### modelを作るclassの中に関数を入れて実行するタイプのもの

In [9]:
import numpy as np
import torch
import torch.nn as nn
import torch.optim as optim
import torch.autograd as autograd
import torch.nn.functional as F
from torchvision import datasets, transforms, models
import matplotlib.pyplot as plt
import os
from sklearn.utils import shuffle
from sklearn.metrics import f1_score
from sklearn.model_selection import train_test_split
from sklearn.metrics import accuracy_score



In [10]:
config={
    'BatchSize':128,
    'seed':42,
    'n_epochs' : 50,
    'lr' : 0.01
}


cifar-10のデータをロードするだけの項

In [11]:

trainval_dataset = datasets.CIFAR10('../data/cifar10', train=True,download=True,transform=transforms.ToTensor())

# 前処理を定義
transform = transforms.Compose([transforms.ToTensor()])

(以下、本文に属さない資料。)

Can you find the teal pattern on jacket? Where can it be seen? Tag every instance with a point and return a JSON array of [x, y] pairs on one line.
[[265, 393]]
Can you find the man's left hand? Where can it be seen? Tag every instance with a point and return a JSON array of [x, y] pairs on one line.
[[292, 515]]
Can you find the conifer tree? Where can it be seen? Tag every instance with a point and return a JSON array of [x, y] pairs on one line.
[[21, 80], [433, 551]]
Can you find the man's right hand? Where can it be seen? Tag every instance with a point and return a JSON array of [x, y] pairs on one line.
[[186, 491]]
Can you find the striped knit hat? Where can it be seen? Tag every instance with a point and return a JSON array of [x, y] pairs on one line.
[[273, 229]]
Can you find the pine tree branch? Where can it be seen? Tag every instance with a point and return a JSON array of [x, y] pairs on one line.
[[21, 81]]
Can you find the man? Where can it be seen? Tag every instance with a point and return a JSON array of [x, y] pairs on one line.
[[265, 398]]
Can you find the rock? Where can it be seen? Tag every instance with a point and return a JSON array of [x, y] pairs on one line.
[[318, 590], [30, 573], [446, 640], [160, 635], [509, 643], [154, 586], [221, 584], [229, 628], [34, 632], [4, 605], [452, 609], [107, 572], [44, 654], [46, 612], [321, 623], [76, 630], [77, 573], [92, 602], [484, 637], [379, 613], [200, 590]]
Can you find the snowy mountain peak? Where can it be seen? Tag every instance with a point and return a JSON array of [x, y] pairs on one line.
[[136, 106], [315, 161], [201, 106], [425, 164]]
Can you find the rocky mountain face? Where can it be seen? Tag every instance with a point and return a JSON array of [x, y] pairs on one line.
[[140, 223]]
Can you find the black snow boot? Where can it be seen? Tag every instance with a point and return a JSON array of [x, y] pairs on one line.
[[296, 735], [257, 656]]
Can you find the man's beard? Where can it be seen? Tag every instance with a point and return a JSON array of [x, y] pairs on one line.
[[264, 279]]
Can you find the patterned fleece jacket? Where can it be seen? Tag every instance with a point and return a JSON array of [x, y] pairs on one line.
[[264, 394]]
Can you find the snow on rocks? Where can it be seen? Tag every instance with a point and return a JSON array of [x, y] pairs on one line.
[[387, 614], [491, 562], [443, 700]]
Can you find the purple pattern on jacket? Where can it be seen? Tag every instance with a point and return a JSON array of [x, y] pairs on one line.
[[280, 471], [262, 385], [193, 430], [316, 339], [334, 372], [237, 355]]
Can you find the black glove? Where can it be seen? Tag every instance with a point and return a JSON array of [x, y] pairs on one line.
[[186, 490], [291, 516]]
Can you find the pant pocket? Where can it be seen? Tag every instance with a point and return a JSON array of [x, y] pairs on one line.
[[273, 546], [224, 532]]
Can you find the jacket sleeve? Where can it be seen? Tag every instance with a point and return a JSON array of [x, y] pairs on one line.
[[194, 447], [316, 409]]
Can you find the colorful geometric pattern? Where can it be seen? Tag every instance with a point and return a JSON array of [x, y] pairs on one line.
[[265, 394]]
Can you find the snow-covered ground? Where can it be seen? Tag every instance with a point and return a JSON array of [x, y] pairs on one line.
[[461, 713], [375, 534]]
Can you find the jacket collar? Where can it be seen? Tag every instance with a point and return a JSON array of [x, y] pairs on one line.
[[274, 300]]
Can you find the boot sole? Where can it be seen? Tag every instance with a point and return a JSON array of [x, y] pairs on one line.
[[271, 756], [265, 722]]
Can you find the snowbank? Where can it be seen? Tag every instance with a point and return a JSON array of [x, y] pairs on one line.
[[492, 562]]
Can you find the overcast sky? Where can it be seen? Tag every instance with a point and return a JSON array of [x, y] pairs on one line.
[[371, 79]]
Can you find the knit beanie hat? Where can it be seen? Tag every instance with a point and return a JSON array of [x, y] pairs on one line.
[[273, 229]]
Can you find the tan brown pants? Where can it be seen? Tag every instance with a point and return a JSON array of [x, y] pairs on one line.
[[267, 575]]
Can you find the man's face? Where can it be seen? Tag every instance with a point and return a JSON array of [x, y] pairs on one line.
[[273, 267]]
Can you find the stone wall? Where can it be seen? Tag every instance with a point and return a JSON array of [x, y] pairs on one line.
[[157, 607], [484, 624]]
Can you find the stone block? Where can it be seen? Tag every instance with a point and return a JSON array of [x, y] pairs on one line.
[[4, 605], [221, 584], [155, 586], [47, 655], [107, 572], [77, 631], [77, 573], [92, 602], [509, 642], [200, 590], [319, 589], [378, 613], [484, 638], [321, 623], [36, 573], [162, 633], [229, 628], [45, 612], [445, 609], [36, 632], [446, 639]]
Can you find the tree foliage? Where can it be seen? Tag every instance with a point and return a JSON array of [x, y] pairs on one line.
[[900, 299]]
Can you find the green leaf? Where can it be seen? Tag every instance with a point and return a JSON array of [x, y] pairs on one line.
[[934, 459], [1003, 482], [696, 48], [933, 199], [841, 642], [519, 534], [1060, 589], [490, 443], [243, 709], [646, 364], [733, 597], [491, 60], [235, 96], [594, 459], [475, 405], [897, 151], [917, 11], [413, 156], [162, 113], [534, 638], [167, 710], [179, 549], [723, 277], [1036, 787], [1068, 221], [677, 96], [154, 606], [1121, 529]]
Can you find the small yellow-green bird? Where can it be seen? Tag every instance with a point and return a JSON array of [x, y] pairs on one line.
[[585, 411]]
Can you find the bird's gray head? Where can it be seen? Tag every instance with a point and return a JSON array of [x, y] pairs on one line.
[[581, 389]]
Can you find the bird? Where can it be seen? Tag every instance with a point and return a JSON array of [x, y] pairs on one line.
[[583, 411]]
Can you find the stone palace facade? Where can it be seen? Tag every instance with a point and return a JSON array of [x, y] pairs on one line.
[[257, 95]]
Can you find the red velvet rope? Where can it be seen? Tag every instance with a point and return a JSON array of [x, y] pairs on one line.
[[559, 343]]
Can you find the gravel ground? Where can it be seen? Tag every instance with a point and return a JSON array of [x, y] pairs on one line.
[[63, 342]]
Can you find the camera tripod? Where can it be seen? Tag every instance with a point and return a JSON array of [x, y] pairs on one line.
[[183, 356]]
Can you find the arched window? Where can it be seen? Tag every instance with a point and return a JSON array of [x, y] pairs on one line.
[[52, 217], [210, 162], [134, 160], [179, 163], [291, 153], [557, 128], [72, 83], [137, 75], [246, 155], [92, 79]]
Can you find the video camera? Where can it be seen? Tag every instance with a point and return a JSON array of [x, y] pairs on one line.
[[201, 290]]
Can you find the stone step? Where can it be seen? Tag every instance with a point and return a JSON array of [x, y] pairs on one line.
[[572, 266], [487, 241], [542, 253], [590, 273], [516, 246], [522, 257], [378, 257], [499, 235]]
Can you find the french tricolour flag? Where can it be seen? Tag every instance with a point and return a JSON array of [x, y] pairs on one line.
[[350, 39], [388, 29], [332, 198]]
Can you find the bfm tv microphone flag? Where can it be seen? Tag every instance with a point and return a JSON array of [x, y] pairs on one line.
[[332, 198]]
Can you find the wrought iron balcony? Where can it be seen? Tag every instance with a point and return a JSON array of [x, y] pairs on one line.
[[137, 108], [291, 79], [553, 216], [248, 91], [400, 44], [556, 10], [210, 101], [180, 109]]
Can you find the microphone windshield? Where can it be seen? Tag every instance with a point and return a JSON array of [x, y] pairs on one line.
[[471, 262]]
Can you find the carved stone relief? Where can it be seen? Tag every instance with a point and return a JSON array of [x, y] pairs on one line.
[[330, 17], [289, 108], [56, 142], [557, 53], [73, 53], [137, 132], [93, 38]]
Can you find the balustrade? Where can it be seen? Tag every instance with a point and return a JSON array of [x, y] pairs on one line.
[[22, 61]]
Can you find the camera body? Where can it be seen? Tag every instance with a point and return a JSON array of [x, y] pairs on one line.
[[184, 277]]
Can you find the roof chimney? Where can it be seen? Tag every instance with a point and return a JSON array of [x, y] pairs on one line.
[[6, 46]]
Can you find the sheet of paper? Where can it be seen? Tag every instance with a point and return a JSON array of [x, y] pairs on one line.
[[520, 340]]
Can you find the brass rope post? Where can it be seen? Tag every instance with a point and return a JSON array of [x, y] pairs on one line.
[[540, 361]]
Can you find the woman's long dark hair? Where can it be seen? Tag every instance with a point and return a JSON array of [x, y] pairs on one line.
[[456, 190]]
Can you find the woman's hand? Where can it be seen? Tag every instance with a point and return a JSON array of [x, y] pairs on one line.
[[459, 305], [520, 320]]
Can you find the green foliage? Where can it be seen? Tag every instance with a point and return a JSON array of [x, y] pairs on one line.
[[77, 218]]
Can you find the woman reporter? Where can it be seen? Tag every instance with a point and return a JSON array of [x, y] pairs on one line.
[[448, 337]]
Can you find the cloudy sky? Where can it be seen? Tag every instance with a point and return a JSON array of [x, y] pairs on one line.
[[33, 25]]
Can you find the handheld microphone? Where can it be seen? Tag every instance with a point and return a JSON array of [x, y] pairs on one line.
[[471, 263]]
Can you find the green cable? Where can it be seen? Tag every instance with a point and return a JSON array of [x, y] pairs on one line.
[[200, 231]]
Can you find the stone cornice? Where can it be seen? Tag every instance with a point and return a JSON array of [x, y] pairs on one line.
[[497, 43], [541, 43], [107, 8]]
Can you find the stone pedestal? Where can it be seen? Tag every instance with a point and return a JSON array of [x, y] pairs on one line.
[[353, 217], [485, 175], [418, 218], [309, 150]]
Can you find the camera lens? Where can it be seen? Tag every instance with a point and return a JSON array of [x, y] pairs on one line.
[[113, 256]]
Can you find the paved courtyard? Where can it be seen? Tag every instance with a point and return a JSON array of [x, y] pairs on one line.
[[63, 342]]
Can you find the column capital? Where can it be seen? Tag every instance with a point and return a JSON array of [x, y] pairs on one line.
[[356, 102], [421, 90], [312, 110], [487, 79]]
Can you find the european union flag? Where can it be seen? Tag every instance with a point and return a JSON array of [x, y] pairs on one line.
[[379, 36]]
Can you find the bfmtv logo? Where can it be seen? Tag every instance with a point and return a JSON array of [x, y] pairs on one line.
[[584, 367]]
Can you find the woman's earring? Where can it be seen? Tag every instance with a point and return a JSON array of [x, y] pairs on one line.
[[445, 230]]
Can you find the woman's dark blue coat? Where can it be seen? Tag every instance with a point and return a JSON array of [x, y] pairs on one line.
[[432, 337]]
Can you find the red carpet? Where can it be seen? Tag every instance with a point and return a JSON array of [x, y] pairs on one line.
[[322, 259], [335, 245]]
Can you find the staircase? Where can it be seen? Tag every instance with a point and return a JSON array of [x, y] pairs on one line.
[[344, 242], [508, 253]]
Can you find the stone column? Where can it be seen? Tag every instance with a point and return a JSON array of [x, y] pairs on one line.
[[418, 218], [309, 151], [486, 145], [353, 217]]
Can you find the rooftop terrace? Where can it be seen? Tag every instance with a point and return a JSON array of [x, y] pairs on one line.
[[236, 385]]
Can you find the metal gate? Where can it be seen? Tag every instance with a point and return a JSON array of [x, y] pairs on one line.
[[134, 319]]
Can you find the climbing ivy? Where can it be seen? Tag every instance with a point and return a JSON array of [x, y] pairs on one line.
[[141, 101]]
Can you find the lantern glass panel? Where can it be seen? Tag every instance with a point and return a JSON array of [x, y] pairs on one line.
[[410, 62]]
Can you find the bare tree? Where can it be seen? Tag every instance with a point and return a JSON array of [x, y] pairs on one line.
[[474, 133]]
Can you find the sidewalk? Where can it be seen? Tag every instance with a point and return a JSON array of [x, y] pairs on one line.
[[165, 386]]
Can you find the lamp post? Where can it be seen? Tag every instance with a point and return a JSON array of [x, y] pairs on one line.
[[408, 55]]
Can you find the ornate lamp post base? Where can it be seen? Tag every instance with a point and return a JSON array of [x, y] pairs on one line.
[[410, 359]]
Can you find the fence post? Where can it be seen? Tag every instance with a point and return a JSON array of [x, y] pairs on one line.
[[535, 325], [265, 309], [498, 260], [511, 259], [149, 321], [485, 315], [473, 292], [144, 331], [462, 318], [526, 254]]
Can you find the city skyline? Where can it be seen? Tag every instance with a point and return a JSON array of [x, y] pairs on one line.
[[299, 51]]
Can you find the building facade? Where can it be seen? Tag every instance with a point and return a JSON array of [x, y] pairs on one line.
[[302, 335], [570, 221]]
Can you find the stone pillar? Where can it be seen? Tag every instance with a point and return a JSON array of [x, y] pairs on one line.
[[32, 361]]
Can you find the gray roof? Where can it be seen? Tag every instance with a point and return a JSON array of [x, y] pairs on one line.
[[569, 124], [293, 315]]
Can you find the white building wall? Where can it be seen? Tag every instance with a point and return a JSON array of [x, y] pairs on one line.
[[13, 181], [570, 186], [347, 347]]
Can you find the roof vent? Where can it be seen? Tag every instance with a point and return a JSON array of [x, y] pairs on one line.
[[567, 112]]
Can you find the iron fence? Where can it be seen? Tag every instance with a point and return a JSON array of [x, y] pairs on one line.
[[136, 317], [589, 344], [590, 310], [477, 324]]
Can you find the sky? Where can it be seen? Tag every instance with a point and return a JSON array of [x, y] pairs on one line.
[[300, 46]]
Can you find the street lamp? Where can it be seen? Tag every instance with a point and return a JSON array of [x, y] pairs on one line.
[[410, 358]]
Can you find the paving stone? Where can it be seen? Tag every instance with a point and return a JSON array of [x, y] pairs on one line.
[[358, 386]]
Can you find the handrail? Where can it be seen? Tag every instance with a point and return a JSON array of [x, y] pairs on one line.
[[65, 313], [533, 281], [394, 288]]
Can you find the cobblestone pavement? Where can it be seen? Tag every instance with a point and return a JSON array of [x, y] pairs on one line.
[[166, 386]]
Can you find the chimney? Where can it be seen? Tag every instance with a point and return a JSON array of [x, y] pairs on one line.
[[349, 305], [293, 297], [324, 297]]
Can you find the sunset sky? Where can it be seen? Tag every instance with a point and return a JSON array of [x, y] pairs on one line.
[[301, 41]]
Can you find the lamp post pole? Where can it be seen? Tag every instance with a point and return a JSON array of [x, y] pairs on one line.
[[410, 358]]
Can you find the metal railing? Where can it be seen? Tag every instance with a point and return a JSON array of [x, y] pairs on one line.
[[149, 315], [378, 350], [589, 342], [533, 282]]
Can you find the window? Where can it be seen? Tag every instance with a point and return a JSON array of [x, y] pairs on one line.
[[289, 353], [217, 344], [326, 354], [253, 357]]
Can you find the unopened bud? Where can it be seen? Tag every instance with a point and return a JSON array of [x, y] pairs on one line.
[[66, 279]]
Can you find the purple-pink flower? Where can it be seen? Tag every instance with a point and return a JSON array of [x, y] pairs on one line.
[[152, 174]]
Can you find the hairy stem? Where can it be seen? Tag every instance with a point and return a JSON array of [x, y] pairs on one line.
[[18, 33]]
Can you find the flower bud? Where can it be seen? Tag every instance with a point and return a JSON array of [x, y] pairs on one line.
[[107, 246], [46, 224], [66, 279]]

trainval_dataset = datasets.CIFAR10('../data/cifar10', train=True, transform=transform)

# trainとvalidに分割
train_dataset, val_dataset = torch.utils.data.random_split(trainval_dataset, [len(trainval_dataset)-10000, 10000],generator=torch.Generator().manual_seed(config['seed']))

dataloader_train = torch.utils.data.DataLoader(
    train_dataset,
    batch_size=config['BatchSize'],
    shuffle=True
)

dataloader_valid = torch.utils.data.DataLoader(
    val_dataset,
    batch_size=config['BatchSize'],
    shuffle=True
)

print("Train data number:{}, Valid data number: {}".format(len(train_dataset), len(val_dataset)))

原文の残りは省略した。